"Isso é festa de rap, amigo", crava Marcelo D2 em show Rock in Rio

Rapper revisitou carreira, encheu setlist de hits, mas ponto alto da apresentação foram imitações de clássicos do rock com a boca

Vicente Seda, iG Rio de Janeiro |

O primeiro show do palco Mundo nesta sexta-feira pouco combina com o restante de uma escalação que inclui Ivete Sangalo e Shakira. Mas, de qualquer forma, Marcelo D2 colocou o Rock in Rio para pular e cantar.

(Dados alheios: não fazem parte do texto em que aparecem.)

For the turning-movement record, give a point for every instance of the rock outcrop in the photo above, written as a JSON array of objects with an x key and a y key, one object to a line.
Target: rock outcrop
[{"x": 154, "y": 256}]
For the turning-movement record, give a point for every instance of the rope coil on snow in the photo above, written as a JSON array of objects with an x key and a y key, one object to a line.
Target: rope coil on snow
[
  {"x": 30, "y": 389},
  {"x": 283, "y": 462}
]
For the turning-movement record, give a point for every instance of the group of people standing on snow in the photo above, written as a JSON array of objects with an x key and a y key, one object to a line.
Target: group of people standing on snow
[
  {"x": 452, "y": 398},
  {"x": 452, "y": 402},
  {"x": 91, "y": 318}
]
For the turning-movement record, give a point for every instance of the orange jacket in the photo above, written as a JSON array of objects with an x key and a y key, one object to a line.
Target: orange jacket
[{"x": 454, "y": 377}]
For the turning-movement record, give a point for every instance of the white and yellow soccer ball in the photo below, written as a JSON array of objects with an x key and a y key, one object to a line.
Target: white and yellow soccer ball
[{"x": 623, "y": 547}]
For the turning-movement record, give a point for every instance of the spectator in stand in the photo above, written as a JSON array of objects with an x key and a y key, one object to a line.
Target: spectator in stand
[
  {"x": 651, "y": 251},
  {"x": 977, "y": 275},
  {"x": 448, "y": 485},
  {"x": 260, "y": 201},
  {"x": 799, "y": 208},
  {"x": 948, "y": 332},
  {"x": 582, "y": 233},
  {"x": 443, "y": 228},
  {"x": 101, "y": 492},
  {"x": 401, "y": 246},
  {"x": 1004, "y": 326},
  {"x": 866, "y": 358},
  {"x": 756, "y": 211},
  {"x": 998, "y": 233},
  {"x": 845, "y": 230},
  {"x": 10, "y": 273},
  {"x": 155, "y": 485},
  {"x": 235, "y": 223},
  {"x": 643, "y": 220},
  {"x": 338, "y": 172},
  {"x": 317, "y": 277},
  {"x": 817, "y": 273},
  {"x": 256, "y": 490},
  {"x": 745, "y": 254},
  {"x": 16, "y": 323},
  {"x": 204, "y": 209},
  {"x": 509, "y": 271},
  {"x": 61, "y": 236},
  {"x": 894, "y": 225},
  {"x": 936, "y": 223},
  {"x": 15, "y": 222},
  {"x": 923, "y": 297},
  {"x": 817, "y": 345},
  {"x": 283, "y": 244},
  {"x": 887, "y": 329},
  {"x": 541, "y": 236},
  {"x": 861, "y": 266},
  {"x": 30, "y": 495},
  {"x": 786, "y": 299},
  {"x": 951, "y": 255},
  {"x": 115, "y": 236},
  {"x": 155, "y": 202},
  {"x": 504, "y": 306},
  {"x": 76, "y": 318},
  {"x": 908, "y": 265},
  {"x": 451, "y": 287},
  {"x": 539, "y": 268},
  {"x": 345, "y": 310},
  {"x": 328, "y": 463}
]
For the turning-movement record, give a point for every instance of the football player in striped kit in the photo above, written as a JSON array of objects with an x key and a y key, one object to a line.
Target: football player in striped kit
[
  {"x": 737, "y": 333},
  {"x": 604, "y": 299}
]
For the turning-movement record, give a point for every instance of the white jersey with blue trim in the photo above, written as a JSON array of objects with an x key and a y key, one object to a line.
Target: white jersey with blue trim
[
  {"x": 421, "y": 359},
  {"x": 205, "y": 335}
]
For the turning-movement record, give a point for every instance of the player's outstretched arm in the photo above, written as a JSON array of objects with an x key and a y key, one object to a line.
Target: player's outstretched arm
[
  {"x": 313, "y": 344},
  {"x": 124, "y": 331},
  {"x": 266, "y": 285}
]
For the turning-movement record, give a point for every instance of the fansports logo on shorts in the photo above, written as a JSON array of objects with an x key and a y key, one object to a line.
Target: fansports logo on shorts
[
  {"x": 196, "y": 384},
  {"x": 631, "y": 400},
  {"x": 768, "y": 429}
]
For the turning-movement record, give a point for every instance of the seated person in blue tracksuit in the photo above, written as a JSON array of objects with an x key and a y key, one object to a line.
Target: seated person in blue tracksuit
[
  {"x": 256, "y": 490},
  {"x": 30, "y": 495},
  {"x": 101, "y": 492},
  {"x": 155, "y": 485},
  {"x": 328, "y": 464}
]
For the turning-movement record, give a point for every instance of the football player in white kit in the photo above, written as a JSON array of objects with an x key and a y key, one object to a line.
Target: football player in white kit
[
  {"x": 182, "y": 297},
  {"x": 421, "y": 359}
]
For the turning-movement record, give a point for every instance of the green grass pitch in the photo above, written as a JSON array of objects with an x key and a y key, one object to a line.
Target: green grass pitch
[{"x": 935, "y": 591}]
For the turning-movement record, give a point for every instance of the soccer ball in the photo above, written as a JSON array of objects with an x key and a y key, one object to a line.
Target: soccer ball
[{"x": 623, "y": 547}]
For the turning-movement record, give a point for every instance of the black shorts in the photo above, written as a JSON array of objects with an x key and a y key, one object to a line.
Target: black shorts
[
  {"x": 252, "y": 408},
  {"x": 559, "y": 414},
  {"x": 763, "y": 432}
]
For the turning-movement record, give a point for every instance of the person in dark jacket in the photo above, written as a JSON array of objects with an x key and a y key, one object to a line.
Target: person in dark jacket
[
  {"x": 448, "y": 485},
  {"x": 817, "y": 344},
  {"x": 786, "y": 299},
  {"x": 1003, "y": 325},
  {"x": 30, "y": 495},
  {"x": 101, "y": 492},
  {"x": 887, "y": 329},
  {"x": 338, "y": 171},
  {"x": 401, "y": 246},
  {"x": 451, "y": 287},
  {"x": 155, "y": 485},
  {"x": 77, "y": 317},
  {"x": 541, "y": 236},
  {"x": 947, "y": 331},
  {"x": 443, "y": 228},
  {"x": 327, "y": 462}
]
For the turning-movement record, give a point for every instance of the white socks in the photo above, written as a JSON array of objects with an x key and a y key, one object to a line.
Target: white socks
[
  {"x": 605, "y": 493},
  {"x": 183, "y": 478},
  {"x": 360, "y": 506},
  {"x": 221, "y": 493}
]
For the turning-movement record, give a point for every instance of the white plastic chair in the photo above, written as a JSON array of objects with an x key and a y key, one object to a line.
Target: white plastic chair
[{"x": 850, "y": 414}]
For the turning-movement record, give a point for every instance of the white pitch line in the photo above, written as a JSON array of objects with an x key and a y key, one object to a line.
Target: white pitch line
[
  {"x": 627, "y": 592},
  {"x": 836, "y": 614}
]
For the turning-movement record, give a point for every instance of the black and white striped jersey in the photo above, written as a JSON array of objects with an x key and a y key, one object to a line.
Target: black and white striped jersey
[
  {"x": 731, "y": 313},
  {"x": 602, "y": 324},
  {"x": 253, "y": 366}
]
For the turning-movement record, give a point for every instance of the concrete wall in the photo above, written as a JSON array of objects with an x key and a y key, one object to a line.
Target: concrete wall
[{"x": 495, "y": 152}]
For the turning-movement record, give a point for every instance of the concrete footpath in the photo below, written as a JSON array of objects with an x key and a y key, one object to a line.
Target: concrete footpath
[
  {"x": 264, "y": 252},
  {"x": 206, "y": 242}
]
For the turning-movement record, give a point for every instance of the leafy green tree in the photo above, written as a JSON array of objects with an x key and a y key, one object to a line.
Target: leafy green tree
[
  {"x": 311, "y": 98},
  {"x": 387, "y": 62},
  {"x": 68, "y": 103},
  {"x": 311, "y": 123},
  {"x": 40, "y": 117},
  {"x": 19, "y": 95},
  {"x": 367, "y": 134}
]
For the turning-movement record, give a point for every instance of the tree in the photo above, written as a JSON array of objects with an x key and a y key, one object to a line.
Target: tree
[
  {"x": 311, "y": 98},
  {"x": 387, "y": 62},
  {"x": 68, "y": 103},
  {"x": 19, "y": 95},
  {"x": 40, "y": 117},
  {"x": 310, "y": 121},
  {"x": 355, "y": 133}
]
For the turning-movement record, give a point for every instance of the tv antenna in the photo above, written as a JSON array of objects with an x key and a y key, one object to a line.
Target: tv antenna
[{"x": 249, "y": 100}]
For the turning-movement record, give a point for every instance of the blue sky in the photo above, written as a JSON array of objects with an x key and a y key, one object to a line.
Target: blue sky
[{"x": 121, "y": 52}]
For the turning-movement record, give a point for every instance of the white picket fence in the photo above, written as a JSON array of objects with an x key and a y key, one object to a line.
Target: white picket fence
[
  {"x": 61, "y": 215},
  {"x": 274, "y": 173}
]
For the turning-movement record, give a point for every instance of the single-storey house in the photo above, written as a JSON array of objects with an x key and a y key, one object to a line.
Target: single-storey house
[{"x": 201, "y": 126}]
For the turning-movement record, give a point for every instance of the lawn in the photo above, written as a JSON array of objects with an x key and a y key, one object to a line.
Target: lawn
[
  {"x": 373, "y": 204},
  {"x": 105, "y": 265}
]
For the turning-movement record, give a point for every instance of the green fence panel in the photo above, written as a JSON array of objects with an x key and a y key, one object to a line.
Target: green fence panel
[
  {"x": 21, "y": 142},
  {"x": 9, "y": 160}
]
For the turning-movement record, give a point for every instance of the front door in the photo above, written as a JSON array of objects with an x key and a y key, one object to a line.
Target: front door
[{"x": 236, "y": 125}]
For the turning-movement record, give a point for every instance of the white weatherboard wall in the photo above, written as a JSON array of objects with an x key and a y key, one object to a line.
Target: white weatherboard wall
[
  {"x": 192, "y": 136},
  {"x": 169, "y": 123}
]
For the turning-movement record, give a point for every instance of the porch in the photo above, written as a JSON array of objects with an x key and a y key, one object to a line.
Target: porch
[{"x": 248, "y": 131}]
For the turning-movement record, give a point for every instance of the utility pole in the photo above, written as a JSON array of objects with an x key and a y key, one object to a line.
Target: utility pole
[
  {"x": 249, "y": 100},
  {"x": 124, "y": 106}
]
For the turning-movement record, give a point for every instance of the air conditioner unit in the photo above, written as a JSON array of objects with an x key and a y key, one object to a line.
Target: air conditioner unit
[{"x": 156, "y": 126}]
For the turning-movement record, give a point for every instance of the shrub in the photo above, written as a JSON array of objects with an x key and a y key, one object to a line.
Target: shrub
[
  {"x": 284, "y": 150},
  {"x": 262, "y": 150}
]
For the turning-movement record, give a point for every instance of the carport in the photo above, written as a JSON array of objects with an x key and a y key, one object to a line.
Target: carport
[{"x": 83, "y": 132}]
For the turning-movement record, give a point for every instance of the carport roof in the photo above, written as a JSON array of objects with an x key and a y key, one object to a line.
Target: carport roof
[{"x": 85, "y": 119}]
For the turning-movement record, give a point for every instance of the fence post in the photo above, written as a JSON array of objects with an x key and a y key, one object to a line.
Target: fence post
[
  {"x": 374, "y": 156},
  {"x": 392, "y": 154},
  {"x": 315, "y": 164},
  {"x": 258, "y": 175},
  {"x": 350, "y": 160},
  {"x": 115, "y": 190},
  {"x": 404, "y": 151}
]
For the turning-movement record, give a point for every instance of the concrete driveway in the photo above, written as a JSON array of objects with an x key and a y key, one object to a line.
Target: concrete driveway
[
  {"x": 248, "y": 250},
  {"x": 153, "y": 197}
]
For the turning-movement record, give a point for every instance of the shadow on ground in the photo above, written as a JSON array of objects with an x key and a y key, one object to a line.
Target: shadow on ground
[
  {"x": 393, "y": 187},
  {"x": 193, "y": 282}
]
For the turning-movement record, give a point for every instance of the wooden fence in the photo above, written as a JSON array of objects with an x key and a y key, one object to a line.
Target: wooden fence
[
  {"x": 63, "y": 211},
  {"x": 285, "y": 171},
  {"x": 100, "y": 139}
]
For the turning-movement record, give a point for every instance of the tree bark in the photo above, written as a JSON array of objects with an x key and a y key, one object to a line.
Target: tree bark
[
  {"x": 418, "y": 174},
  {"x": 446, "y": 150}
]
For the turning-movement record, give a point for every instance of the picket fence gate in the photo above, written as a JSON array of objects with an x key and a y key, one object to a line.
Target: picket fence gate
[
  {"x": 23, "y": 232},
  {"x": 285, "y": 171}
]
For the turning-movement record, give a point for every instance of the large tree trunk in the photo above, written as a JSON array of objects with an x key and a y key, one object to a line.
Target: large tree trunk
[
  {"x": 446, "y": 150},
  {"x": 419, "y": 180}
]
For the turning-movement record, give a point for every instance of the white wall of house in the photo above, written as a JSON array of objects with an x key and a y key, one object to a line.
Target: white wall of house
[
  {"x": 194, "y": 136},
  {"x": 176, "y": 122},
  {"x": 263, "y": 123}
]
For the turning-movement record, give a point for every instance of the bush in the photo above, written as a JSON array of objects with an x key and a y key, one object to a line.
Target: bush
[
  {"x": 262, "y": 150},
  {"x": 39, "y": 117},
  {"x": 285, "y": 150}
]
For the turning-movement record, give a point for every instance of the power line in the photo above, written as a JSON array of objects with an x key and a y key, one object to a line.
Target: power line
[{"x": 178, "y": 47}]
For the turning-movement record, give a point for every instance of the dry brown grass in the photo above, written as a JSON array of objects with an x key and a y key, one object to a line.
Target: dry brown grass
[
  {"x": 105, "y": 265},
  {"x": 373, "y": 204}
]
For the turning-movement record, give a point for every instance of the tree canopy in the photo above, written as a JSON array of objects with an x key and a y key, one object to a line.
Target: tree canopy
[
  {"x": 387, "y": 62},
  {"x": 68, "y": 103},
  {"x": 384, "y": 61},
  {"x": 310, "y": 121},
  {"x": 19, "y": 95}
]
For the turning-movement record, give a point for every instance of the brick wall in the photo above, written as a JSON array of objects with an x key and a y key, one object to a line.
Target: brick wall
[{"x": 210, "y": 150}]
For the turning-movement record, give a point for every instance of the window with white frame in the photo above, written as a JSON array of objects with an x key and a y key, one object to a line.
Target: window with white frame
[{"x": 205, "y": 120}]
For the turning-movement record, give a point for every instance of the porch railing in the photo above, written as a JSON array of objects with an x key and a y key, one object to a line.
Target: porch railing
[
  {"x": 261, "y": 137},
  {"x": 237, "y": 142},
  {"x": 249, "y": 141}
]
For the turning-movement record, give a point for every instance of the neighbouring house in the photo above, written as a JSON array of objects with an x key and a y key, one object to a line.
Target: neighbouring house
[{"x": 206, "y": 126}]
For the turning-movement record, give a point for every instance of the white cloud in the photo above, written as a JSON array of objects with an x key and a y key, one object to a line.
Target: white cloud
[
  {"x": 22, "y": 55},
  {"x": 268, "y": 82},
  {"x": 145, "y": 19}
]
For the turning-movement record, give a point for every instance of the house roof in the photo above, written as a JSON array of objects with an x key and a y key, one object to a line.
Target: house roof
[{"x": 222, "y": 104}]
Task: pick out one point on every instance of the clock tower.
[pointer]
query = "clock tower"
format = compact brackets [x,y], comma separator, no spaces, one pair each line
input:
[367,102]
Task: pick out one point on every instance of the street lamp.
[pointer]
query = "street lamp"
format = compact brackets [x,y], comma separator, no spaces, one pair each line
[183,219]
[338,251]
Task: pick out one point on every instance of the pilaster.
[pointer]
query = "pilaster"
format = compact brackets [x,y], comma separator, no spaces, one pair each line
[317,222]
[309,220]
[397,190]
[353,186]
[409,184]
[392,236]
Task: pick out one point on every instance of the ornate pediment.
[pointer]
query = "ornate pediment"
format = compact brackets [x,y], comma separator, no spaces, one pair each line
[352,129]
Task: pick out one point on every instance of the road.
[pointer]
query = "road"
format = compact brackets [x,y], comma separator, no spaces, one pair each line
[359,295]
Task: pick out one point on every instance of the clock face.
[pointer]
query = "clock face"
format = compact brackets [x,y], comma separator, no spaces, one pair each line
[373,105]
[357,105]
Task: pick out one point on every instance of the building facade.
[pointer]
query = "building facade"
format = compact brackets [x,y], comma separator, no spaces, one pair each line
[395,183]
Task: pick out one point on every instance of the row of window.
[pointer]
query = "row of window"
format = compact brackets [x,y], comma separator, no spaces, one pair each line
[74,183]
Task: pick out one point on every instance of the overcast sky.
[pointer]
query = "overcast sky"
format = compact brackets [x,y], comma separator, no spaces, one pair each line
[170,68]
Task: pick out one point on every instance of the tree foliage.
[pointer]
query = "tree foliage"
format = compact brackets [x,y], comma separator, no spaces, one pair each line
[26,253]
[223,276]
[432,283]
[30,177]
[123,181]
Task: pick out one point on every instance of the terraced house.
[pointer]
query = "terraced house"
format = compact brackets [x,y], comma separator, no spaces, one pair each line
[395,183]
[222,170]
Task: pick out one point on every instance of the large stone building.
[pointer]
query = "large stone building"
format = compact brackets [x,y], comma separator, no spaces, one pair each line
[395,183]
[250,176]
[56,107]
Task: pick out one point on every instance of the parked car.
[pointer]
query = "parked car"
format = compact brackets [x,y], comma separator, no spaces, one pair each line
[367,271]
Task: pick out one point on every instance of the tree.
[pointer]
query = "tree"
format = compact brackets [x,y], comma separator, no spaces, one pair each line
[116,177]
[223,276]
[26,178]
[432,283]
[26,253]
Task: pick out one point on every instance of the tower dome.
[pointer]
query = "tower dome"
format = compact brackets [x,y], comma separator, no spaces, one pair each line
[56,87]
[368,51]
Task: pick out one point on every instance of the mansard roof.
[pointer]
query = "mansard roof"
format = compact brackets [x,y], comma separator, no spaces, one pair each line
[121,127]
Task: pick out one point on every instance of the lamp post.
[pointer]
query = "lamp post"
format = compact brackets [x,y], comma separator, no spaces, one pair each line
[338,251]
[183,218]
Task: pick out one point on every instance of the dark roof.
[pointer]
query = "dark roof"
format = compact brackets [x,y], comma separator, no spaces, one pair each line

Revisando sua carreira, com novas versões de velhos sucessos do Planet Hemp, como “Mantenha o Respeito”, e faixas de sua carreira solo, como “À Procura da Batida Perfeita”, o rapper não deixou a bola cair em uma hora cronometrada de apresentação, que contou até com a participação de seu filho, Stephan. O ponto alto foi o “solo” de Fernandinho Beat Box: na boca, misturou clássicos do rock com batida hip-hop.

D2 entrou no palco fazendo versos da sua vida. “Nasci no subúrbio, cresci na Lapa, conheci o Skunk (ex-vocalista do Planet Hemp que morreu antes do lançamento do primeiro disco), fundei o Planet Hemp, defendi a legalização da maconha e hoje estou no palco Mundo do Rock in Rio”, disse o rapper. E emendou o bordão que seria ouvido inúmeras vezes durante o show: “Vamos fazer barulho!”.

Na entrada pesada de “Vai vendo”, seguida da levada mais amena de “A Maldição do Samba”, a plateia não parou de cantar.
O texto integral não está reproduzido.